As an example of how "odds" or "free odds" function, consider the basics of the Pass Line first. Two six-sided dice are rolled, and the total is summed. A result of 2, 3, or 12 means you immediately lose your Pass Line bet. A result of 7 or 11 means you win, and you are paid at even money, so for a $10 bet, for example, you will be returned your $10 bet + $10 winnings. Any other result is called a "point". The way the "point" works is that the dice are continued to be rolled in succession until either the "point" is rolled or a 7. If the "point" occurs, you win and are paid at even money. If a 7 occurs before the "point", then the House wins, and the bet is lost.

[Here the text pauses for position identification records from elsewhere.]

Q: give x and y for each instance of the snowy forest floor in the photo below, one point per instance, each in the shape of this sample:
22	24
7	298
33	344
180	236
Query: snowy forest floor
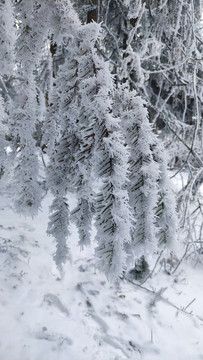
82	316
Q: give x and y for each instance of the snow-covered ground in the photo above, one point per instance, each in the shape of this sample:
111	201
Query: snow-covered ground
82	316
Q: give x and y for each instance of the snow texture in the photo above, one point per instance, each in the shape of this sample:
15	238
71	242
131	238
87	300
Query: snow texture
82	315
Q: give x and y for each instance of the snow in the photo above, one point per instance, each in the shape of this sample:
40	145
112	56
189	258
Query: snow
81	316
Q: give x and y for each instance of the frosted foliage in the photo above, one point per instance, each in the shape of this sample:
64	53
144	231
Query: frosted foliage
24	108
7	38
82	214
3	129
103	144
58	227
166	210
143	171
27	189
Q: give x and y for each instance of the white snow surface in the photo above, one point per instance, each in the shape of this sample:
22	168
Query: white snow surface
82	316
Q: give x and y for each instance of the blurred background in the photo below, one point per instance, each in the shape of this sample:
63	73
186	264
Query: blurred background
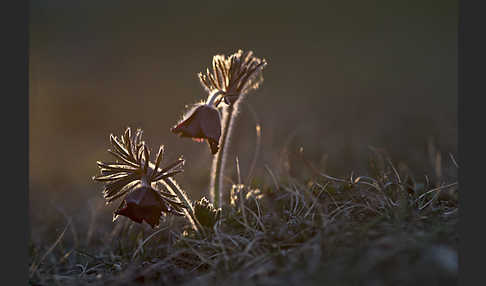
342	76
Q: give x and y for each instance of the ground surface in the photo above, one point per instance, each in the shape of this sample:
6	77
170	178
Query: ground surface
387	228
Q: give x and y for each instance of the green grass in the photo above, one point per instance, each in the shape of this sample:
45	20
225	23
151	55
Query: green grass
385	228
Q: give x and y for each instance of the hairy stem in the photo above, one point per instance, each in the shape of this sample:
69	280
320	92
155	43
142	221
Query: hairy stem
214	195
189	211
229	118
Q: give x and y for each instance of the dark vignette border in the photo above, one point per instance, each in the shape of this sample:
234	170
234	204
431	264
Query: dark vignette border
15	207
15	93
471	142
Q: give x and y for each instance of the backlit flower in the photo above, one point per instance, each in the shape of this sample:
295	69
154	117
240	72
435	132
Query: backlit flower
136	179
201	123
144	204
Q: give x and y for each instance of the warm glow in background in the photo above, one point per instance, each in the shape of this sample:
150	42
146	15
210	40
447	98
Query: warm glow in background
342	75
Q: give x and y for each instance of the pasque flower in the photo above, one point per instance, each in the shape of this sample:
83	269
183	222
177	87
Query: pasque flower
231	78
201	123
137	180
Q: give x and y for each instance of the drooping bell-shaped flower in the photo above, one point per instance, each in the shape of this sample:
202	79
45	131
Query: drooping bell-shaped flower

Enter "odds"/"free odds". As mentioned, this bet can only be made when the Pass Line bet is made first. Also, crucially, it is only possible when a "point" is established. Let's say, for example, the "point" is 4, and the House allows 10x odds on a $10 pass line bet. You can then make a (side/additional) $100 "odds" bet over and above the original $10 Pass Line. If, after additional rolls, 4 occurs before a 7, then you win both the original Pass Line bet as well as the "odds" bet. Because 7 is twice as likely to occur as 4, you are paid at 2 to 1 on a winning "odds" bet, proportional to the true probability. (If 7 occurs first, you lose both the Pass Line bet and the "Odds" bet.) In my example, assuming 4 is rolled before a 7, the $100 (10x) "odds" bet would result in $200 winnings, and that is in addition to the even-money win of $10 on the original $10 Pass Line. The total winnings would be $210 on $110 at risk.